Gena / Touch Matters
My brother and I tried for 10 years to get my mother to move in AL, she lived in NC in a mountain home with 13 steps up, she lived alone and watched game shows all days, she refused to move near us or into AL.
Finally she had a slight stroke and became afraid to be alone at night, we sprung into action. Moved her to FL and into AL.
The irony is that she loves it and now wishes she had done it years ago, new friends, activities, no housekeeping to do, no food to cook.
She was almost 94 when we moved her in she will be 99 in February.
We had to lay in the weeds and wait, she finally realized that she was no longer independent and able to care for herself.
Back off, don't be your parents crutch, enabling is not the answer.
Wish you the best!
Just waiting for the 'big fall' which may come as a actual fall, a heart attack, a stroke or just old age.
A solid year of propping her up has burned all family to a crisp.
We get LOTS of 'put her in a home' answers and that isn't going to happen, until she's deemed unable to make her own decisions. Nobody's pursuing that avenue, so it's just wait for the big bang.
Your schedule is full this week and you can't come do:
laundry
clean
grocery shop
take out the garbage
and so on and on
If you are doing chores for her that she can not do or has trouble doing then by taking on those jobs you are enabling her to live "independently"
You are in a sense propping her up and allowing her to live thinking she does not need help.
So tell mom that the grocery shopping will be done and DELIVERED. You can order but pay for the items from moms funds NOT yours.
Mom can have a cleaning company come in 1 time a week...she pays for it.
In some cases the cleaning company will also do laundry.
BUT if mom needs help with ADL's (activities of daily living) then she should NOT be living alone, or at least without caregivers that come in to help her.
If she is cognizant she can make these decisions but if she is not then you or whoever is POA needs to step in.
There is a difference between being stubborn and incognizant
If we are speaking of the lovely lady in your profile?
Hmmmmmm. I think her stubbornness is likely the answer to longevity, and I am going to start to say "NO" to EVERYTHING right now.
PS: If it IS the 100 year old woman, and she IS in independent living, then I give her my congratulations, and a "well-done". As to how WE would handle it, I don't know if you will find another member of this forum whose parent made it to 100. Kudos.

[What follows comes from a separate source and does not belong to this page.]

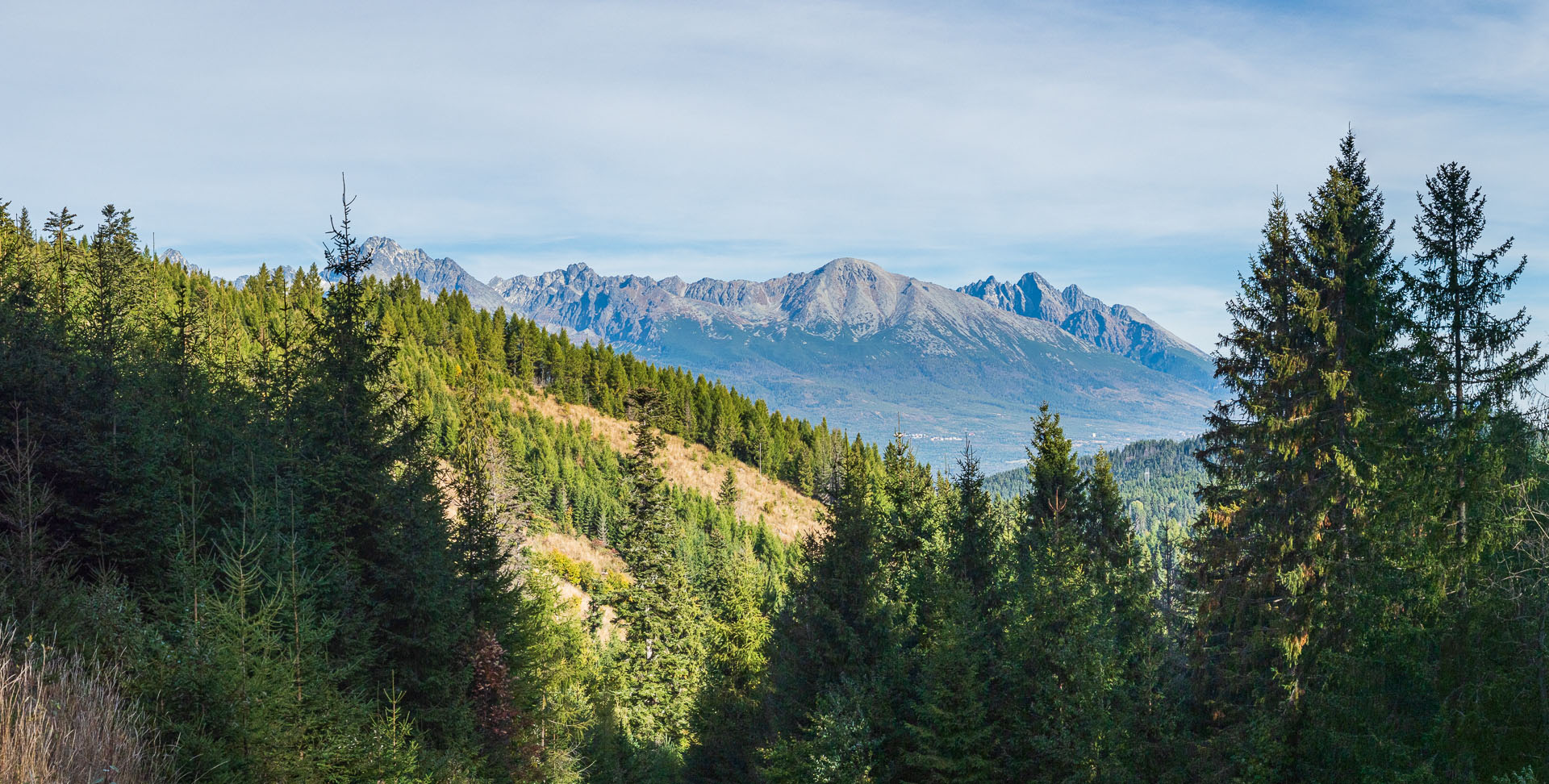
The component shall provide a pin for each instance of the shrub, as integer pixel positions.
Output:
(62, 719)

When she tries to refuse to take her Milk of Magnesia, I tell her that the nurse or the doctor said she needs to take it - which is true in general. Down the hatch it goes.
I don't give her a chance to refuse her weekly shower. I walk her in there and sit her down and get after it in spite of her non-stop complaining.
That's about all that she will protest at this point.
This is a dictatorship, not a democracy.
I've offered him my home and to move him closer to me or his daughter, or between us, into a facility. He insists he's fine at home with his dog. He has no family or even friends left where he is since my mother died. He gets extremely angry at the thought of moving and accuses me of trying put him away. He tells his daughter that I just want to sell the house. He's paranoid for no reason. I suspect that goes along with the dementia.
Taking care of him long distance plus the emergency trips are just too much and costing him thousands per month. Something has to give.
Good Luck to you. I know how difficult this is.
Our parents will always listen to someone other than one of their children. I went to visit Mom in her AL one day. I met her in the hallway on the way to her room. She told me she was looking for that baby who was crying. I told her there were no babies in the building just adults. The Medtech was standing there. Mom looked at the Medtech and said "If you tell me there are no babies, I will believe you." Medtech told her there were no babies.